Chemsex differs from common orgies because of its extreme nature. This means that people who take part in it do so with the explicit purpose of experiencing something intense. Unfortunately, what they usually ignore is that Chemsex is addictive, which makes it hard for people to stop doing it after having tried once.

The drugs used in Chemsex are more harmful than ecstasy or cocaine, and they can bring about serious psychological problems such as anxiety, psychoses, brain damage, paranoia, insomnia and even suicidal tendencies. Chemsex also results in the total loss of inhibitions and a strong condition of euphoria, which often induce people not to use condoms. Thus, they risk contracting deleterious illnesses such as HIV, syphilis, gonorrhea and hepatitis C. This was proved by the aforementioned survey carried out in London, which found out that a third of Chemsex users in London are HIV-positive.

Chemsex has become more appealing than it was in the past and it easily involve new people thanks to the so-called ‘hook-up’ apps, which advertise among users the possibility of taking part in such parties.

For all these reasons, the BMJ has declared a healthcare emergency by publishing an editorial aimed at making people aware of the long-term psychological and physiological dependence produced by Chemsex drugs. A similar initiative was taken by Vice through the production of documentary on Chemsex addiction amongst the gay community. It shows the hidden reality of Chemsex abuse with no censorship by portraying touching stories of sadness and loneliness, as well as the bad psychological conditions faced by many people after developing such addiction.

However, the government should take more measures in order to improve the conditions of affected people and stop the phenomenon from spreading even further.

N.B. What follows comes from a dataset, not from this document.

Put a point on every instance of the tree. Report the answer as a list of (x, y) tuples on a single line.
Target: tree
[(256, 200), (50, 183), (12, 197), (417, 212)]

As far as prevention is concerned, it is highly recommendable that doctors warn their patients about the dangers of certain drugs and unprotected sex. In addition, schools and families have the duty to provide everyone with a proper sexual education, not just those who identify as straight. Furthermore, experts suggest that more money is invested in sexual health services. The main focus should be on the training of more sexual and mental health professionals, as well as on financing special sexual health clinics.

The main goal of the healthcare emergency is that everyone becomes aware of the possible danger of Chemsex on their lives. Whether they decide to have sex with strangers or not, it is essential that they are able to recognize which drugs are to be avoided at all costs and that they practice safe sex.